Thursday, April 12, 2018

Introducing 'AlisonArtCyanotypes' and the Mother's Day Sale

Since November I've been making progress on building my Etsy shop by adding products that I believe will sell on that platform. I've decided to build an Etsy page featuring my prints and notecards. I think of my Etsy shop as a way to offer work that is affordable, yet features original artwork that I am proud of. My cyanotypes are a pretty good fit for that, given the ease of the process (for me), and the opportunities to experiment with materials and content while growing a portfolio. As an artist, I am often working on research and attempting to exhibit fine art photography projects in galleries. And it takes me many months and even years to get to show my fine art projects. Rarely do I sell from these bodies of work (Yet!). While I pursue commercial gallery representation (an entirely different blog post), I still wanted to make work that wasn't as research intensive and easy to produce.

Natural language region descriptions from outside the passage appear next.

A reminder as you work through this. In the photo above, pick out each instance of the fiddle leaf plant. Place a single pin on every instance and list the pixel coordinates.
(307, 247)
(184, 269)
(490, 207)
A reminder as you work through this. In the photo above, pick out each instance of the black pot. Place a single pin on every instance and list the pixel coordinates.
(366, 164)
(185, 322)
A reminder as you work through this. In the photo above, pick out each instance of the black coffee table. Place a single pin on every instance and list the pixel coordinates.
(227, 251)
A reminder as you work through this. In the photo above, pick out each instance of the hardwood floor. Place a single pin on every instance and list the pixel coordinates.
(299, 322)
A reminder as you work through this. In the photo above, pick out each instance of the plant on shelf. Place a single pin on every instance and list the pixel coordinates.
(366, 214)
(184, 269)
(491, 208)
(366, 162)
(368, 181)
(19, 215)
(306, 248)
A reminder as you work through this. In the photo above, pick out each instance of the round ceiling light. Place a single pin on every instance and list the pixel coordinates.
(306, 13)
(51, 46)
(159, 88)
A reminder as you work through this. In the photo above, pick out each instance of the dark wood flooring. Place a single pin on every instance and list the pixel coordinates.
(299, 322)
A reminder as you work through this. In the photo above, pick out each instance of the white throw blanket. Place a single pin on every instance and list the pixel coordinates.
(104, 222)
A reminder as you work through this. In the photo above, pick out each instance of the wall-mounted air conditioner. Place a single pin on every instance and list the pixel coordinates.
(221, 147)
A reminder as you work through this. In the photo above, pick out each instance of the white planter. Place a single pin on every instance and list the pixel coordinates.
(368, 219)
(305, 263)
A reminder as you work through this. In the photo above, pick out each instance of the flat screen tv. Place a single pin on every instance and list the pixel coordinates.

But marketing my own work is quite the challenge. After being an artist full time for less than a year, I realized that if I were to hire anyone for my business, it would be a person who specializes in marketing. I am happy to do my own book keeping at the end of the day. After all, it has taken me since November to remind myself to write a blog post about my cyanotypes! And for what little I've done in announcing the shop and my work on social media once I made it, I've actually made some money from selling cyanotypes. In this respect, social media has been helpful but I want to increase sales on my Etsy shop, so I'm going the blog and email announcement route too. And once I have a booth at an art fair, who knows, I might even get myself a 'following.'

But before that, in this blog post, I want to share my latest sale, my Mother's Day sale. We often purchase flowers for Mother's Day and I realized that, leading up to the holiday, I should offer a floral print for sale (or two or three). The result is 11 prints available on my Etsy page. All framed. All ready to ship. The flower prints fit nicely with the other botanical cyanotypes I made. And, I decided to add color with watercolor paint to my prints for this sale. I created three limited editions. One print features snippets of a Flowering Quince Bush, a bright red/pink bush flowering in Tower Grove Park recently. I hand colored all of the Flowering Quince prints. One edition of four prints feature Magnolias, two of them hand colored, and the other edition is of four Forsythia prints, with two of them hand colored. The sale part is that I am offering free shipping, quick shipping (everything is made and I even have bubble wrap and custom boxes on hand), and very affordable gift wrapping if you do choose to purchase one of my spring flower prints to give as a gift. As I am about to depart on my third residency for the year, I am hoping to sell this work to help support my art practice. Next week, I will be in Nebraska City at the Kimmel Harding Nelson Center for the Arts for a month.

In addition to introducing and showcasing work from my Mother's Day Sale (Spring Flowers Prints), I also wanted to post photos of the different kinds of cyanotypes I have been making. When I sold some of my cyanotype work at Urban Matter, a south city shop featuring handmade work by local artists, I was thrilled! Upon meeting one of the owners, she suggested I continue making cyanotypes on canvas and turn them into wall hangings. I did and she's purchased even more of them. I had a small trunk show at the Osage Arts Community in January and sold 3 pieces, which was a boon.

As I create my cyanotypes, my hope is they just as easily leave my home for another. I do put them on my wall. I enjoy them and think, 'I'd keep this and have it up.' But my goal is for you to have some affordable art by me too.


Above are the hand colored cyanotypes, the Floral Botanical prints, available as a part of my Mother's Day sale. The image in the left corner shows the gift wrapping for the sale!

Two editions for the Mother's Day sale, the Forsythia and Magnolias, have regular blue cyanotype prints because I decided I liked them without color too!

I started a Leaf series of cyanotypes. Here's two examples, (not for sale)

Some cyanotypes on canvas as wall hangings. (I think the goldenrod is at Urban Matter)

My trunk show at the OAC in January!